Mas então minha maior mudança se impôs. E finalmente compreendi as armadilhas: troquei a busca da felicidade por si pela busca da felicidade por ser.


Como dizia Raul, “perdi o meu medo da chuva. E aprendi o segredo da vida vendo as pedras que choram sozinhas no mesmo lugar”. Antes eu pensava que estas pedras choravam pela solidão, mas agora entendo que choravam mais por permanecerem presas a um mesmo lugar.


Vida que é vida não aprisiona. Se a nossa trajetória se resume a trabalho-casa-shopping-diversão eventual-trabalho-casa... estamos algemados, presos, escravizados pelos boletos, faturas, compromissos e impostos. Somos meras abelhas e o mel que produzimos apenas sustenta a matrix. Podemos até polinizar flores, isso é legal e nobre e até melhora o mundo mas é apenas um efeito colateral enganador da nossa escravidão maior.


Prefiro polinizar mentes quando quiser. Prefiro produzir mel e dá-lo de graça a quem possa apreciar. E isso é muito mais do que pagar contas.

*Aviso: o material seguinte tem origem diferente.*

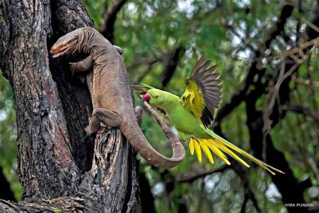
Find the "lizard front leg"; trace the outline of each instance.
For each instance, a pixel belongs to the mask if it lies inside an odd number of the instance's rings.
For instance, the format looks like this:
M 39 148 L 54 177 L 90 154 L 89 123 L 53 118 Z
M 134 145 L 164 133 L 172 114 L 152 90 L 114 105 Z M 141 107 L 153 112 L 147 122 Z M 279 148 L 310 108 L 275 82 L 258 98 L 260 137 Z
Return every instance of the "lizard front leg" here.
M 70 69 L 72 74 L 78 72 L 86 72 L 91 69 L 93 64 L 92 55 L 89 55 L 82 61 L 75 63 L 70 63 Z

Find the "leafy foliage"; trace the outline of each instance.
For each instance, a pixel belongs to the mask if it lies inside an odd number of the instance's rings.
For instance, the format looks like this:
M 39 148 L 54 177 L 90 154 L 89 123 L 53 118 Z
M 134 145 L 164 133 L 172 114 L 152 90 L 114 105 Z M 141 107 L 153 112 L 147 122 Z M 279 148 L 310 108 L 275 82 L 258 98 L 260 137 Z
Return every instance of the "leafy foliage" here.
M 83 0 L 97 28 L 103 23 L 103 14 L 112 2 Z M 315 14 L 310 10 L 299 12 L 296 3 L 285 27 L 290 41 L 278 36 L 269 46 L 265 46 L 265 41 L 269 39 L 268 32 L 278 21 L 285 3 L 285 1 L 275 4 L 264 0 L 262 4 L 259 0 L 130 1 L 117 14 L 115 43 L 124 49 L 131 81 L 143 81 L 159 88 L 162 88 L 163 70 L 168 53 L 178 46 L 184 47 L 184 54 L 164 88 L 178 95 L 184 91 L 184 79 L 196 63 L 194 49 L 198 51 L 211 59 L 213 64 L 219 64 L 217 70 L 224 81 L 223 101 L 227 103 L 234 91 L 245 83 L 246 71 L 258 56 L 254 55 L 256 50 L 268 48 L 272 53 L 278 54 L 303 42 L 301 34 L 306 25 L 301 17 L 311 20 Z M 316 6 L 315 2 L 311 0 L 302 1 L 302 4 L 307 8 Z M 289 94 L 292 103 L 317 111 L 319 106 L 319 59 L 315 51 L 310 59 L 293 73 L 293 80 L 290 84 L 292 92 Z M 262 81 L 266 82 L 271 77 L 276 79 L 280 61 L 267 61 L 262 67 L 266 68 Z M 265 87 L 264 95 L 270 89 L 269 85 Z M 248 92 L 254 88 L 254 86 L 251 85 Z M 16 176 L 13 175 L 16 167 L 16 144 L 12 93 L 1 76 L 0 93 L 0 164 L 16 197 L 19 198 L 20 188 L 17 186 Z M 137 104 L 143 105 L 138 96 L 136 99 Z M 264 95 L 258 98 L 256 105 L 258 110 L 263 110 L 265 99 Z M 221 121 L 221 127 L 230 141 L 250 151 L 246 107 L 244 102 L 239 105 Z M 274 146 L 284 154 L 298 181 L 310 178 L 313 190 L 306 190 L 304 196 L 309 203 L 318 202 L 316 192 L 319 191 L 316 178 L 319 177 L 318 122 L 309 116 L 288 112 L 270 132 Z M 166 156 L 171 155 L 164 135 L 147 112 L 144 112 L 142 127 L 147 137 L 156 142 L 152 145 L 157 150 Z M 157 212 L 177 212 L 182 205 L 186 205 L 189 212 L 240 212 L 244 188 L 240 178 L 232 169 L 207 175 L 190 183 L 178 184 L 173 186 L 172 189 L 171 186 L 166 184 L 222 164 L 217 160 L 212 166 L 206 159 L 200 163 L 186 149 L 185 160 L 168 171 L 153 168 L 141 159 L 140 172 L 145 174 L 152 187 Z M 269 175 L 252 163 L 250 164 L 252 168 L 245 170 L 245 175 L 262 212 L 286 212 L 281 196 Z M 255 210 L 254 204 L 249 201 L 246 212 Z

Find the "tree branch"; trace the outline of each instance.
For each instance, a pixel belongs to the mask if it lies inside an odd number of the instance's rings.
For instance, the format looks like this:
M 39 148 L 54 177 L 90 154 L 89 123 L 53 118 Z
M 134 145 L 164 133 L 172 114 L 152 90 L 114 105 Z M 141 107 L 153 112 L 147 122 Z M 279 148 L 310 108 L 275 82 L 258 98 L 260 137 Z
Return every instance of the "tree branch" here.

É fácil viver assim? Não. De certa forma, estou sendo obrigado a esse caminho mas nem por isso ele é falso ou indesejável. Se a matrix me expulsa por minha rebeldia ou se minha idade é justificativa para meu exílio permaneço grato ao acolhimento do universo real, para além das grades, habitado por pessoas plenas e acolhedoras, que tanto tem me ensinado sobre novas possibilidades e sobre a vida.




Estou aprendendo a ser aquilo que em essência sempre fui e se o preço é perder as coisas que tive, que seja. Mesmo que eu perca tudo e ainda mais um tanto, o preço será pequeno para que eu seja realmente aquilo que sou.


Como fazer então?


Voltando ao mestre Raul, acredito mesmo que "basta ser sincero e desejar profundo, você será capaz de sacudir o mundo”.


A matrix é a razão, o sistema é a racionalidade material e concreta e sua hipocrisia se reveste de realidade por estas suas concretude e materialidade. Só a sensibilidade pode ultrapassar as grades, só a arte pode despertar a consciência. E só a dimensão espiritual desenvolvida e aceita pode permitir a compreensão de que apenas o amor traz sentido para a existência.


Um amor que é a nossa essência, a semente e a permanência de Deus em cada um de nós.


Precisamos pagar contas sim. Cada um de nós precisa descobrir quais as contas certas a assumir e quais delas são desnecessárias e fúteis. Existem caminhos possíveis e é preciso encontrá-los, o que não é nada fácil. Mas a vida é muito mais que isso.


Fico por aqui, propondo a leitura de um artigo fantástico da minha amiga Handra Amorim, “Pra que tanto dinheiro se o pôr do sol é gratuito”, um belo e verdadeiro relato de uma destas pessoas cuja verdade ressoa e apaixona. A conversa recente que tivemos e seu belo texto trouxeram muito sentido às minhas reflexões. O enorme sucesso do artigo mostra que muitos ansiamos por mais, merecemos mais e podemos mais.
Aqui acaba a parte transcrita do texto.